Based on the documents sent home by the Hungarian Embassy in Bucharest, János Magdó addressed the issue of those fleeing from Romania to Hungary, which also caused a serious break between the two countries. In 1988, for example, 5,400 people came with a visa requested at the Bucharest embassy, 8,000 with tourist passports, and 6,400 fled. From the 6,400 prohibited crossings, 26 percent were returned to Romania by the Hungarian authorities. In Romania, Hungarian education was curtailed, all Hungarian schools were abolished, and they were made mixed language.

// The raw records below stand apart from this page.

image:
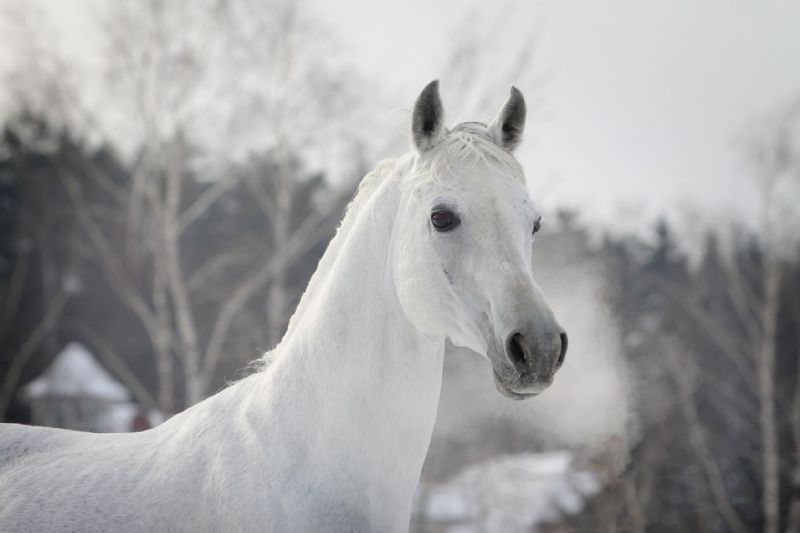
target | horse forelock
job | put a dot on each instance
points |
(468, 145)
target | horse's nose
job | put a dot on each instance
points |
(527, 355)
(563, 353)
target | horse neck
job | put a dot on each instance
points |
(353, 366)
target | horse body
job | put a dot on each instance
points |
(333, 434)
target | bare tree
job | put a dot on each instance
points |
(186, 132)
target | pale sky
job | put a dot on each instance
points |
(642, 101)
(640, 105)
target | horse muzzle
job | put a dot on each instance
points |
(530, 363)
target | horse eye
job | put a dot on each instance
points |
(444, 220)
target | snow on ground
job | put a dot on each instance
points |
(75, 373)
(508, 493)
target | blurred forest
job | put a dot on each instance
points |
(176, 254)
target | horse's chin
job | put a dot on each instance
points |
(508, 392)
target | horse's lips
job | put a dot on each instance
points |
(505, 390)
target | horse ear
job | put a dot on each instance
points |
(428, 117)
(508, 126)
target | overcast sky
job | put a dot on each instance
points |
(639, 103)
(642, 102)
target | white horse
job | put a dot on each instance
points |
(332, 434)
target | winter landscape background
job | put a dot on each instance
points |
(170, 173)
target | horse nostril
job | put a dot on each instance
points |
(516, 353)
(563, 353)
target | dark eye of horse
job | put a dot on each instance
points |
(444, 220)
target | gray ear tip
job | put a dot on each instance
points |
(432, 86)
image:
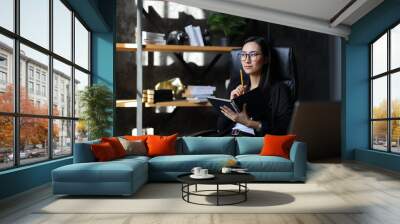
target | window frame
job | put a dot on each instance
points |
(388, 74)
(16, 114)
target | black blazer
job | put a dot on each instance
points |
(275, 116)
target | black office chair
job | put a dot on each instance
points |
(284, 70)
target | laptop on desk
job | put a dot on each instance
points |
(318, 124)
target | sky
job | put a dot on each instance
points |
(34, 26)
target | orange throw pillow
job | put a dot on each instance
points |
(135, 138)
(161, 145)
(277, 145)
(116, 145)
(103, 152)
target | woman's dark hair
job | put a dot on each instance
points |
(266, 79)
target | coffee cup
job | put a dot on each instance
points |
(226, 170)
(203, 172)
(196, 171)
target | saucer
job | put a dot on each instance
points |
(208, 176)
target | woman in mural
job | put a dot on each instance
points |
(274, 113)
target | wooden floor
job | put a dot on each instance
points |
(379, 190)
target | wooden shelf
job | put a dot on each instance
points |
(130, 47)
(175, 103)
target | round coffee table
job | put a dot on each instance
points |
(238, 179)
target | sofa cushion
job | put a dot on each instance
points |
(161, 145)
(207, 145)
(111, 171)
(277, 145)
(116, 145)
(103, 151)
(257, 163)
(185, 163)
(249, 145)
(135, 147)
(83, 152)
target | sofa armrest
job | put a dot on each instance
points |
(83, 152)
(298, 155)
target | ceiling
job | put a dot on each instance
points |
(333, 17)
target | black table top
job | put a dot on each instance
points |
(220, 178)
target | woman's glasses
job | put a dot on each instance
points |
(251, 54)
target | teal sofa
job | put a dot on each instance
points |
(125, 176)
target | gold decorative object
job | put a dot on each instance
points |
(174, 84)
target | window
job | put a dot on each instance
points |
(3, 78)
(62, 29)
(3, 61)
(3, 72)
(44, 77)
(30, 87)
(35, 22)
(385, 94)
(30, 72)
(38, 89)
(81, 45)
(44, 91)
(52, 133)
(37, 74)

The Romanian Communist authorities sent ethnic Hungarian youth to perform their compulsory military service out of Transilvania and the ethnic Hungarian university graduates were also sent to the Regat. The topic of Hungarian dissidents also came up. For example Szabolcs Lányi, a Hungarian chemical engineer living in Bucharest was brutally persecuted by the secret police, the securitate for keeping contact with the Hungarian embassy. An interesting historical addition is that six old Romanian communist cadres wrote a letter to Ceaușescu in March 1989, showing sharp criticism of the regime’s policies, demanding an end to the destruction of the villages and the restoration of constitutional rights. The story has a Hungarian thread, one of the six being Corneliu Mănescu, who began his diplomatic career as Romanian ambassador to Budapest and then became foreign minister and was forced into house arrest. Mănescut approached the Hungarian embassy to embrace his case and give him the opportunity to receive medical treatment in Hungary. The Hungarian Foreign Ministry sent an invitation letter, to which Mănescu did not respond at first, and then blamed the Hungarians to place him in the center of speculation, because he is healthy, well-off and loyal to the party.

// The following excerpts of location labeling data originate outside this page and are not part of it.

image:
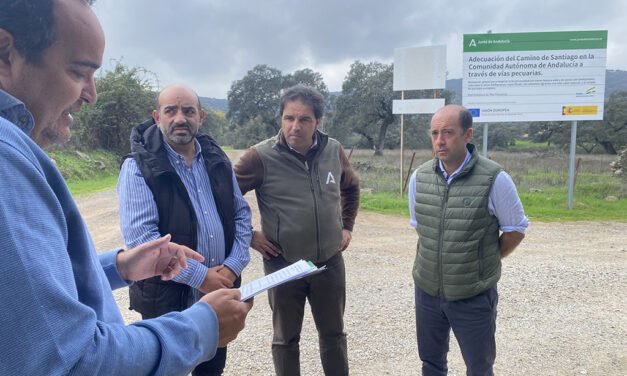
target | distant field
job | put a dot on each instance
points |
(541, 178)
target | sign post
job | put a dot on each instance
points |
(546, 76)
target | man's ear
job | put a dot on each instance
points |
(155, 116)
(7, 49)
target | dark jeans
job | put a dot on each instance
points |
(326, 293)
(158, 302)
(473, 321)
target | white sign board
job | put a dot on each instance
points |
(548, 76)
(419, 68)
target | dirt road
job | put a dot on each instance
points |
(562, 309)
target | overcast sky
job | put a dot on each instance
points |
(208, 44)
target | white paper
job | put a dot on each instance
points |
(296, 270)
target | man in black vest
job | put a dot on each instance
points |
(178, 181)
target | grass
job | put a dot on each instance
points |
(541, 178)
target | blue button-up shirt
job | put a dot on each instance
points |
(503, 200)
(139, 218)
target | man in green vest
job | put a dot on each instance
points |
(308, 196)
(468, 216)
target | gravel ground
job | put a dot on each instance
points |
(562, 308)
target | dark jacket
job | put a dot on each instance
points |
(300, 205)
(154, 297)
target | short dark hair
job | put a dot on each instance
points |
(32, 24)
(306, 94)
(465, 119)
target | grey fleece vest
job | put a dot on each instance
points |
(300, 207)
(458, 250)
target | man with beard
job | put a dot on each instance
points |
(59, 315)
(178, 181)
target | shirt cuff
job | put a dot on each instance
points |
(193, 275)
(235, 265)
(109, 265)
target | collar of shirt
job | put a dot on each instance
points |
(172, 154)
(15, 111)
(450, 178)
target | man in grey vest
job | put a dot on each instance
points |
(308, 196)
(468, 215)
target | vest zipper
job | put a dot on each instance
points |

János Magdó talked about the fact that the Romanian nuclear program had a basis, because they bought heavy water and plutonium from Norway and America, but they could not jump to the level to produce a bomb. The Romanians also wanted to produce a missile with the help of Arab countries, for which they would have fitted the nuclear charge. The Hungarian side was not worried about the Romanian nuclear threat, they realized Ceaușescu was bluffing.

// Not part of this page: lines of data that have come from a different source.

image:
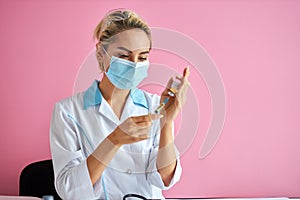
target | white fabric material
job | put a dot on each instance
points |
(75, 132)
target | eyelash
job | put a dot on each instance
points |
(126, 56)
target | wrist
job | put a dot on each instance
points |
(111, 137)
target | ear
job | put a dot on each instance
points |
(99, 52)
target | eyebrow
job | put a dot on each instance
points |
(125, 49)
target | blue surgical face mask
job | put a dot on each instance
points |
(125, 74)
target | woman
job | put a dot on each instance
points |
(104, 142)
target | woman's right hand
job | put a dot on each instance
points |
(133, 129)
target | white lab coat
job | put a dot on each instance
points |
(79, 124)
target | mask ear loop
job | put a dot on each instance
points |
(103, 65)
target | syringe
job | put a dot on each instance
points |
(172, 92)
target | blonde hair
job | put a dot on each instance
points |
(115, 22)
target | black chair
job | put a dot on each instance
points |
(37, 180)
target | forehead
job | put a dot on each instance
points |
(133, 39)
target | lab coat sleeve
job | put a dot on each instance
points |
(153, 176)
(70, 168)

János T. Barabás added that at the 1988 meeting in Arad, Ceaușescu told Károly Grósz Hungarian leader that Romania could produce an atomic bomb. Gross passed this information to Bonn, Washington, and Moscow. Ceaușescu bluffed, but he took seriously the need for Romania to have a strong strike force. In the 1990s, it was revealed that Ceaușescu was stationing Chinese medium-range missiles at the military base near Cluj-Napoca in December 1989. Romanian newspapers have repeatedly written that Ceaușescu intended to bomb the Hungarian Paks nuclear power plant with Chinese missiles in the event of a Romanian-Hungarian conflict.